Yesterday I attended the annual conference of the National Secular Society in London. Richard Dawkins was the keynote speaker. Clearly, if you'll forgive my rather inappropriate choice of words, he was preaching to the converted (or unconverted if you get my drift). So his language was rather more vitriolic and 'to the point' than you might have previously witnessed on TV or in a public forum. He was amongst friends - although I didn't particularly like the way people queued to worship at the alter of Dawkins. A touch of ring-kissing seemed ever so slightly ironic.

Anyhow, after every speaker the moderator, an executive from the NSS board, asked for questions. Previously he had attempted to elicit questions from different parts of the auditorium. "We've not had questions from people at the back right".. etc. Odd, I thought, to feel the need to exclude questioners because they had accidentally sat somewhere near another questioner. However, after Dawkins had finished his tirade against Tony Blair (curious choice of target, especially when government minister Eric Pickles had only last week made a statement that "A Christian ethos strengthens our nation: Religion shaped the modern British state, and this Government is proud to 'do God". ), the moderator said "We've had enough questions from men. Put your hands down if you're a man. I'll only take questions from women"....!!! Mutterings of astonishment rippled around the audience. So the question I would have wanted to ask Dawkins was as follows:

"Do you agree that questions from males have equal validity to questions from females, and that social engineering, whether by Mullahs or conference organisers, is at odds with why we are all here?"
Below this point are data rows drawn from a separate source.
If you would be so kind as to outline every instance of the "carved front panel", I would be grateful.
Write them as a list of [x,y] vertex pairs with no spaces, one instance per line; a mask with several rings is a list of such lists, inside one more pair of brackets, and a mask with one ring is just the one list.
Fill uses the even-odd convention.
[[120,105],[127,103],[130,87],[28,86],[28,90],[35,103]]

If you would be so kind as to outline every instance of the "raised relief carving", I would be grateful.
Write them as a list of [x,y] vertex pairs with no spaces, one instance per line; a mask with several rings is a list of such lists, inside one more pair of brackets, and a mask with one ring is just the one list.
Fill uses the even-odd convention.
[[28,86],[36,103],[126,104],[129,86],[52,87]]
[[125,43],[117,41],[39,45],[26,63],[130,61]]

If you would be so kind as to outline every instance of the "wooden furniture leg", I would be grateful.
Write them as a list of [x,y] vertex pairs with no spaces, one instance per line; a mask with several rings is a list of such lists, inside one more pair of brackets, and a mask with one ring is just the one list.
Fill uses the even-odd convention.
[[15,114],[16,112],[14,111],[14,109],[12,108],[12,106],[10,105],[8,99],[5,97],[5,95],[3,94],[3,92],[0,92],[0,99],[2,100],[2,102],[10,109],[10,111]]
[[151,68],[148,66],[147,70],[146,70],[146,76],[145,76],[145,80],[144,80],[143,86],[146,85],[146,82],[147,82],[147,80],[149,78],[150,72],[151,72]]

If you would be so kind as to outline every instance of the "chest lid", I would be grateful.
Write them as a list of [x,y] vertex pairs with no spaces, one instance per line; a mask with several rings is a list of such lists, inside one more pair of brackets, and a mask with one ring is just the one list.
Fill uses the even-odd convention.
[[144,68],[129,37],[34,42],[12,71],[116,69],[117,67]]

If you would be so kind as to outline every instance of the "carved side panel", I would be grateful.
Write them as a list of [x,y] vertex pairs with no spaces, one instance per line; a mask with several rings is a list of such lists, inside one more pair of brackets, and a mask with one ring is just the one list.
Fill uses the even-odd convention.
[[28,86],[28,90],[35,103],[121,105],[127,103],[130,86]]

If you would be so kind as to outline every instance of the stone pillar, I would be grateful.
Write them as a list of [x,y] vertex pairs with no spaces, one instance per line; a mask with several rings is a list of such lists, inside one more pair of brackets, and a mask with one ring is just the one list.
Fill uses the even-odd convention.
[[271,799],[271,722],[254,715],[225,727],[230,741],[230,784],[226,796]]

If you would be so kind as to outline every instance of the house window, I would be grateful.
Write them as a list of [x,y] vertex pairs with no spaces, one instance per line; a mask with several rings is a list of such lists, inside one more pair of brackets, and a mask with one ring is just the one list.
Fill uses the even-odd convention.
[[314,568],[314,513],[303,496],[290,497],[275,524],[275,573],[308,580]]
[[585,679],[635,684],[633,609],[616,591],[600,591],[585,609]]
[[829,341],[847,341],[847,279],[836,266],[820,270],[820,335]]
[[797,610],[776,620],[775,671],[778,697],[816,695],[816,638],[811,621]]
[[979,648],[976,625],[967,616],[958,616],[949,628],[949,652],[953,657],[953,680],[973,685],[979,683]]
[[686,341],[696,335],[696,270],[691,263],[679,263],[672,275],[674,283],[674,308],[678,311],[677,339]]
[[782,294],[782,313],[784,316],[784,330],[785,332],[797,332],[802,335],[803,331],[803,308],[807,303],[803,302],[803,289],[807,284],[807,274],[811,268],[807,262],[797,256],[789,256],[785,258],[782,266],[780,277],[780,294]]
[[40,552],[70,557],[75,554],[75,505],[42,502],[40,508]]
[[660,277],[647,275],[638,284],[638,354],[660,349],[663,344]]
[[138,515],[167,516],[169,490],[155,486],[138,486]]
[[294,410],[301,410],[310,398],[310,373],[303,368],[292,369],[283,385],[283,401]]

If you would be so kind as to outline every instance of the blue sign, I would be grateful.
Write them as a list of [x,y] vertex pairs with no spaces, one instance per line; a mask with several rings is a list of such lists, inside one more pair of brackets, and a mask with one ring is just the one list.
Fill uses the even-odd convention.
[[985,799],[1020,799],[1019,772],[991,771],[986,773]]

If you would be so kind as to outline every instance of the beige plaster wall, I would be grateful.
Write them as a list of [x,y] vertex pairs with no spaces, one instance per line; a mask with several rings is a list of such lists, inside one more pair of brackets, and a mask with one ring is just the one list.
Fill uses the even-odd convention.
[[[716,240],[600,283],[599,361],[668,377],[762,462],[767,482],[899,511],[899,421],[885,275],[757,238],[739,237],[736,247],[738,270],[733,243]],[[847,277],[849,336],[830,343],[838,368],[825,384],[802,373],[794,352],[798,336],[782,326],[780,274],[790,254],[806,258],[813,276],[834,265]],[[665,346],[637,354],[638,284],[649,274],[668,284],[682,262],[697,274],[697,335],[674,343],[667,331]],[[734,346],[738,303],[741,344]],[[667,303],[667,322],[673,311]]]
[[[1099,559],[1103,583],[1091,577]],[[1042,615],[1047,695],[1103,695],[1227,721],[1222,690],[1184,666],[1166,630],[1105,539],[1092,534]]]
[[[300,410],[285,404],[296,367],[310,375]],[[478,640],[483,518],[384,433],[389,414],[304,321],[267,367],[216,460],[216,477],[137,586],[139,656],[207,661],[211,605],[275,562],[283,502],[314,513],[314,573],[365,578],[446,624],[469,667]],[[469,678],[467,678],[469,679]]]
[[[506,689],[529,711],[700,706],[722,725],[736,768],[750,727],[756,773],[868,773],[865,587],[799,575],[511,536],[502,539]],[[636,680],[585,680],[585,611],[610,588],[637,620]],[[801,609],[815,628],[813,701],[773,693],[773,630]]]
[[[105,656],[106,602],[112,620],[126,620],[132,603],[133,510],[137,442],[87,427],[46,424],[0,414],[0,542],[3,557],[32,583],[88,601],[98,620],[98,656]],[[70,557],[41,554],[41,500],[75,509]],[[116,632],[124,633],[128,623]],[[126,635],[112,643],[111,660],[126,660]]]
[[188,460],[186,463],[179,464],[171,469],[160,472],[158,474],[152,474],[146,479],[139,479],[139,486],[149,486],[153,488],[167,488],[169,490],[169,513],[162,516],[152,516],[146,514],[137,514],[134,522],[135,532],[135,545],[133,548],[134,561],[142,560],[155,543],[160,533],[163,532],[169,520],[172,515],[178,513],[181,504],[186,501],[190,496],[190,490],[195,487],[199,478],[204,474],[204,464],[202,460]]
I also wanted to ask him another question:

"A week ago, the 'Leader of the Free World', whom you suggested might in fact be an atheist, stated in response to that ridiculous movie and the reaction to it by religious fanatics (who probably hadn't seen it) '...we [the USA] reject all efforts to denigrate the religious beliefs of others'. Isn't the denigration of faith the duty of all who oppose the teaching of crap like Creationism? Isn't denigration of farcical belief in the supernatural at the heart of secular activism? Has the USA now declared all your work 'rejected' and therefore, if not yet illegal, something his nation is now mandated to 'reject' and thus prevent? Has he just declared secularism to be 'rejected' by America - the land of the free?"

And what an odd choice of word from a black president. To denigrate literally means to 'make black', but of course in this context it means to belittle or disparage. Sadly the antiquated idea that black people are somehow less important than white survives in our language - just like many other outdated ideas perhaps.

Unfortunately, not being female, I was prevented from actually asking these questions. But I predict His Dawkness might have replied that in order to respond to the lunacy of people whose beliefs are capable of being insulted, the mouths of our leaders are being coerced to make statements designed to appease ignorance rather than advance the cause of free speech and reasoned thought.

But he may be right about Obama being atheist. Listen to this recorded in 2006:



So didn't you just hear him denigrate a whole range of beliefs? After 6 years of being battered by the religious right (Muslim, Christian, Jew and all the rest), he finally yields to making statements of appeasement - in the same way that the British government now has to say they "do god".

But just to add a touch of balance to the whole 'is Obama an atheist or not' piece, in fact he's a muslim:



But whatever he is... he's not a Mor(m)on! And if Romney gets into power, I'm hiding behind Eric Pickles.